Initial screening tests, for a specific high temperature and high salinity field case, showed no sign of plugging. Adsorption was, however, reported to be extremely high and a more elaborate work package was therefore initiated.
An “emulsion” polymer and its “dry” equivalent (from which oil and most surfactant were removed) were put through coreflood tests focused on injectivity (including plugs with intermediate pressure taps) and adsorption (evaluated from measurements of the irreversible retention). Injection in porous media, at reservoir type rates, revealed increases of the resistance factors, RF, in two successive fronts: a “quick” front with RF values consistent with the polymer viscosity and a “slow” front with much higher RF. The quick front corresponds to the propagation of the viscous polymer, as is it associated to the polymer breakthrough.

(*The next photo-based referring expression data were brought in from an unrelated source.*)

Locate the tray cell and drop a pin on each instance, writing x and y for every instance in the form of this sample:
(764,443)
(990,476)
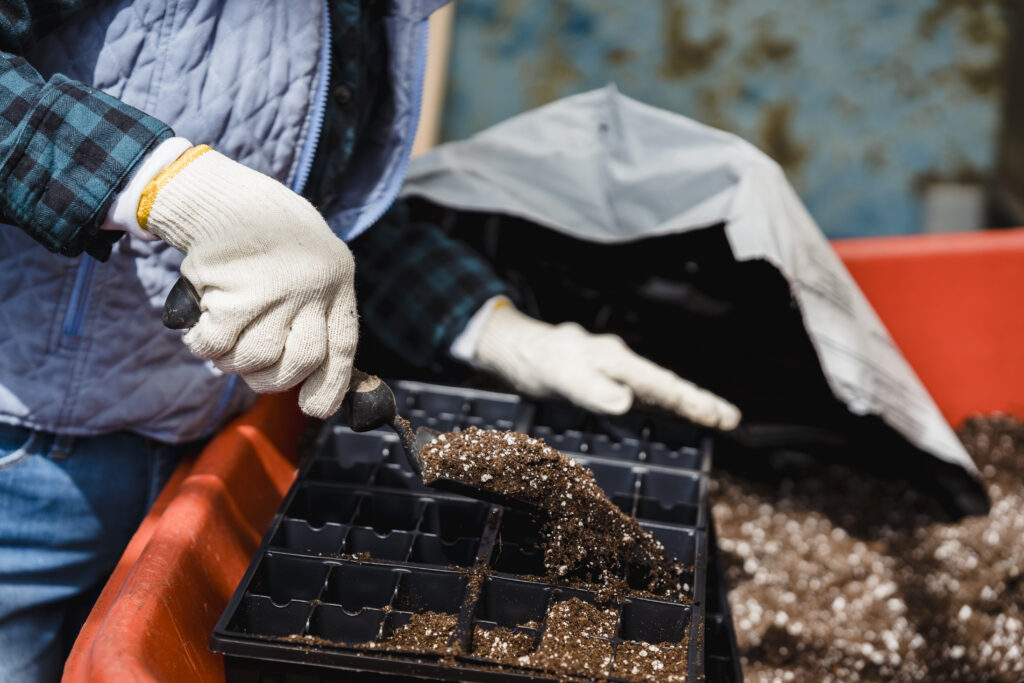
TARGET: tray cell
(496,413)
(397,476)
(320,505)
(686,458)
(455,519)
(675,434)
(297,536)
(431,549)
(357,447)
(430,590)
(442,422)
(511,558)
(602,444)
(652,509)
(339,626)
(356,586)
(560,418)
(612,478)
(653,622)
(435,402)
(390,546)
(284,578)
(325,469)
(510,602)
(568,441)
(387,512)
(258,615)
(671,487)
(519,528)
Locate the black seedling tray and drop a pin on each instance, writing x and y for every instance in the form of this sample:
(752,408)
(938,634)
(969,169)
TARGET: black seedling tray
(359,545)
(721,652)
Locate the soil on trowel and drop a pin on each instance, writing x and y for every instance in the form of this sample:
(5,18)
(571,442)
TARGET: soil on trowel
(585,536)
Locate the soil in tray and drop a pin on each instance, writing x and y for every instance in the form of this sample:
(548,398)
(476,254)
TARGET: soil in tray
(426,632)
(585,536)
(576,644)
(647,662)
(502,644)
(837,575)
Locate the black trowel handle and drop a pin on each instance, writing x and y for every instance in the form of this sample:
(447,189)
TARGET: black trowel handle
(181,309)
(369,402)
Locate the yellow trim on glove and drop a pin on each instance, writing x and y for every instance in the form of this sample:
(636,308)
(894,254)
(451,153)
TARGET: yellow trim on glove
(154,186)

The slow front is attributed to the deposition of oil droplets coming from the synthesis process of the polymer. Similar behavior has been observed from tests carried out in monophasic conditions, in presence of residual oil and at different injection velocities, but not with solutions of the “dry” polymer sample. As oil droplets impact the polymer inaccessible pore volume and hence the volumes at breakthrough, a specific procedure had to be developed to determine polymer adsorption. With this procedure the “emulsion” and the “dry” polymer samples yielded comparable results. Following this work package adsorption was consequently no longer a concern, while injectivity again proved questionable. Finally a new version of the “emulsion” polymer, with an improved surfactant formulation package, was injected through porous media with no sign of plugging/pressure build-up.
In conclusion we do not foresee problems associated with the chosen “emulsion” product. In the laboratory we have, however, not mapped all rate regimes nor with actual mineralogy. Hence sufficient emulsion propagation cannot be guaranteed (in particular as the permeability damage could propagate in-depth). Injectivity therefore still remains as one major factor to be investigated in the coming field trial.